7 Stranger Than Fiction College Football Matchups in 2024
From conference realignment to odd scheduling, things will get weird this fall.
College football’s oceanic crust has always been shifting–toward bigger, bolder, more. And in the last few years, in particular, that progression has been fast-tracked. Which means things are…getting weird.
I’ve been pretty hard and fast on my realignment stance. I was/still am bummed about the Pac-12’s demise. Texas and OU joining the SEC makes sense, but it also means life just got harder for two very prominent programs. And the new ACC and Big 12, well, that group sure is something.
An increased number of helmet games is one of the more prominently acknowledged conference realignment features. You know, big boy versus big boy. Brand on brand. Think Ohio State vs Oregon or Texas vs Georgia.
These new massive helmet game matchups are destined to be awesome. Almost everyone can agree on that. But because of how scheduling works, conference realignment also gives us new and frankly odd matchups to entertain. And I don’t think this is being talked about enough.

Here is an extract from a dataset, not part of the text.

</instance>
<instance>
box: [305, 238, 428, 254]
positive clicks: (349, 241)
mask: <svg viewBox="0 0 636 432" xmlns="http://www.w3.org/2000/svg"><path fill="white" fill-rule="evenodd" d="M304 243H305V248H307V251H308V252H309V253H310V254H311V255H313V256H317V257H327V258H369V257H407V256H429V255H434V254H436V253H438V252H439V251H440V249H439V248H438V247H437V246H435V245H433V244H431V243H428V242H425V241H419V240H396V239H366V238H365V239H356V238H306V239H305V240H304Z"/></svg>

Here’s a list of funny, bizarre and down-right strange matchups to look forward to in 2024.
Week 1
Saturday, August 31 - Boise State vs. Georgia Southern
Few aspects of Southern lore eclipse the heat index and humidity levels south of the Mason-Dixon in the summertime.
In case you needed reminding: If you aren’t located south of the Mason-Dixon, it’s not hot where you live, no matter what your local weatherman says. And it damn sure ain’t humid. You can forget that.
As is the inverse of the “Make Alabama play in the snow” arguments, one of my favorite early college football season things to watch is when teams not from the South have to play a 3.5-hour football game in unbearable heat. It’s bad for everybody, but especially for them.
Well, Boise State, get ready to learn Statesboro, buddy.
Boise State travels to Georgia Southern for a 4 PM kickoff in late August, and yeah, that field is gonna be hotter than a two-dollar pistol. I don’t have a ton of commentary to add outside a) this is a very weird matchup for very obvious reasons and b) it’s gonna be hot as hell, man. Good luck, Broncos!
Week 4
Friday, September 20 - Stanford vs. Syracuse
This ACC scheduling is some diabolically nasty work and I love it.
At first glance, a Stanford-Syracuse is strange enough. Google Maps tells me it takes roughly 41 hours and a little over 2,800 miles to get from Palo Alto to Syracuse by vehicle. That is just objectively absurd.
Secondly, putting this on Friday night, and making it so weird that people (like me) will absolutely tune in is truly the stuff of genius. You bet your ass I’m not missing Stanford in the Carrier Dome.
This game kicks off at 7:30 ET/4:30 Pacific, making it the perfect pregame party entertainment (do they pregame out there?) for Stanford students. Do with that information what you will.
Saturday, September 21 - Northern Iowa vs. Hawaii
Most Iowans save their tropical vacations for winter, but I respect the hustle here Northern Iowa.
I’m not going to pretend to understand why or how this matchup game to be, but hey, it’s happening!
Side note: How sick is this situation for UNI?
You get a free trip to Hawaii, will play a football game that only real sickos will watch, no one will care whether you win or lose and everyone will forget it even happened as soon as the Bears and Packers kick off the next day.
A win-win scenario for the boys from Cedar Rapids.
Week 7
Saturday, October 12 - No. 7 Missouri vs. UMass
Week 8
Saturday, October 19 - No. 18 NC State vs. Cal
The powers at be killed the man (Pac-12 After Dark) but cannot kill the idea (a team preposterously losing a late-night game in the Pacific time zone).
Some poor, unfortunate soul is going to sleepwalk into a late-night, ACC game in Berkeley or Palo Alto and be forced to take a long, cross-country flight home with a massive L next to their name. I desperately hope it’s not Dave Doeren and NC State.
I think NC State will be quite good this year, but this is the trappiest of trap games. If the Cal Libs want to get real grimy, they should fight and claw for this game to kick off as late as possible.
Week 9
Saturday, October 26 - Wake Forest vs. Stanford
My only hope for this game is that we get some sort of mid-game student body protest about the November election.
Week 12
Saturday, November 16 - No. 2 Ohio State vs. Northwestern
For the uninitiated, Northwestern is playing its 2024 home games in a makeshift, 15,000-capacity stadium alongside Lake Michigan. This temporary stadium will feel very small and has no buildings around it to block the wind, so I can only imagine how bitterly cold and windy this mid-November game against Ohio State will be.
Imagine: A juiced-up Ohio State team with all eyes set on beating Michigan, winning the B10 and winning a national title, waltzes into this blustery, high school ass stadium and loses 13-9 to a below .500 Northwestern team.
This is the stuff of dreams. My dreams, specifically.